To kolejna akcja protestacyjna personelu pokładowego linii lotniczych Lufthansa. Tym razem potrwa ona od godziny 5.00 do 13.00 w Berlinie, we Frankfurcie między 6.00 a 14.00, natomiast w Monachium rozpocznie się o godzinie 13.00 i zakończy o północy.
Odwołane zostały między innymi loty z Frankfurtu i Monachium do Warszawy.
Strajk największych europejskich linii lotniczych z pewnością wpłynie na ruch powietrzny na całym kontynencie.
- Fakt, że niektórzy pracownicy korzystają z lotniska Berlin-Tegel jako punktu przesiadkowego w drodze do pracy, może pogorszyć sytuację – powiedział rzecznik Lufthansy, Michael Lamberty.

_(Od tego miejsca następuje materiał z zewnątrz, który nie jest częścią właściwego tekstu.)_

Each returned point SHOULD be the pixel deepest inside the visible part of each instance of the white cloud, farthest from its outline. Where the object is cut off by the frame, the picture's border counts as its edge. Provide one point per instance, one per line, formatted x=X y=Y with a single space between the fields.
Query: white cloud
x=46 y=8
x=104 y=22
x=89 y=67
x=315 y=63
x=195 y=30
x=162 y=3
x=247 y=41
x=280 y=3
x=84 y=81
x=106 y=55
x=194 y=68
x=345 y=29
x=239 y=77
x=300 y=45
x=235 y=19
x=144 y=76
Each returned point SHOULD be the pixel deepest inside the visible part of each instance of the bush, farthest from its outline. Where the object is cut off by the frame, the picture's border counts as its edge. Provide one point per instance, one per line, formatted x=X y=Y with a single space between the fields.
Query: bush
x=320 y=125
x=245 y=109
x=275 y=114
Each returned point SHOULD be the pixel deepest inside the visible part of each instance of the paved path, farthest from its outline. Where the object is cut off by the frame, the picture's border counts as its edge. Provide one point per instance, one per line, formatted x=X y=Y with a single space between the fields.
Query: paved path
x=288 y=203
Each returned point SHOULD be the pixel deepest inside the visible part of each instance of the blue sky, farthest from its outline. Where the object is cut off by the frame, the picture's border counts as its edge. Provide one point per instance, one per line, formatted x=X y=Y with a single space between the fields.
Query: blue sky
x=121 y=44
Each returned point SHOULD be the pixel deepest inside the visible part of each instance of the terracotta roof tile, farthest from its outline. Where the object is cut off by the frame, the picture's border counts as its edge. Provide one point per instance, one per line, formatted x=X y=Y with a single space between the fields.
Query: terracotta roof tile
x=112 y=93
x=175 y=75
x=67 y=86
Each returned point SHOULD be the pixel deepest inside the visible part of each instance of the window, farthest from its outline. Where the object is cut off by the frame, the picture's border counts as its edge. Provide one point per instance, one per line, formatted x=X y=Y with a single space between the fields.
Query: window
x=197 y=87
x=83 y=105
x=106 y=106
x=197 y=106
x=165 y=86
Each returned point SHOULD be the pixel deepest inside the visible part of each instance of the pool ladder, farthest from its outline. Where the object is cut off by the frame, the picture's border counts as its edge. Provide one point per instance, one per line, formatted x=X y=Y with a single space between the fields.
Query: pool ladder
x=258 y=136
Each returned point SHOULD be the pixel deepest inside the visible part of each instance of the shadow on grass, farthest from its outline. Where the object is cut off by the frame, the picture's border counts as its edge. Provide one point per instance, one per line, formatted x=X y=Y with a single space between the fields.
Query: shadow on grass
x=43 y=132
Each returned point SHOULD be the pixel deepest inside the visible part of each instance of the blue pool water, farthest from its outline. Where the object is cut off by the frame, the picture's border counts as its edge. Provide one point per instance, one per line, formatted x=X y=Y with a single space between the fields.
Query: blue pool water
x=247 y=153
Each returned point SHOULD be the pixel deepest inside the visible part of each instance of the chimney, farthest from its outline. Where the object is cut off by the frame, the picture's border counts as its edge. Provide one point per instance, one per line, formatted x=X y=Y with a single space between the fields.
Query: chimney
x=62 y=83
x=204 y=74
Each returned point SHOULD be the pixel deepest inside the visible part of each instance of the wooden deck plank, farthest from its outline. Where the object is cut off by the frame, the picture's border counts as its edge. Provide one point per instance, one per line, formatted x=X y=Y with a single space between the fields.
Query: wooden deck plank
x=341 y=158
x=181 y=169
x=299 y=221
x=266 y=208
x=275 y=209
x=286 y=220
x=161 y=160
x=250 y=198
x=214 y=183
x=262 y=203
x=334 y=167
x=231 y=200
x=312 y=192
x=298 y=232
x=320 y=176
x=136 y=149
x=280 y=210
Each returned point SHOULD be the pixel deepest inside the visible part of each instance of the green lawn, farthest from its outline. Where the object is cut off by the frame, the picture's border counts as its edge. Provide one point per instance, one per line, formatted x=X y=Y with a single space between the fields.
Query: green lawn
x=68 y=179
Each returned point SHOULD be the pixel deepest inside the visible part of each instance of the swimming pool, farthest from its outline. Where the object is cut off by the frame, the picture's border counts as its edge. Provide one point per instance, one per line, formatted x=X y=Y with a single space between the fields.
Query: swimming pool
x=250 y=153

Strajkujący żądają 5-procentowej podwyżki wynagrodzenia. Ponadto domagają się, by zatrudniano mniej pracowników kontraktowych, którzy zarabiają mniej niż ci na etacie i łatwiej ich zwolnić.
Negocjacje w tej sprawie, które trwały ponad rok, załamały się 28 sierpnia. Wtedy to związek zawodowy Ufo zapowiedział strajki do czasu spełnienia stawianych pracodawcy żądań.
Szef Ufo, Nicoley Baublies, nie wyklucza kolejnych akcji protestacyjnych, jeżeli zarząd Lufthansy "będzie obstawać przy swoim aroganckim stanowisku".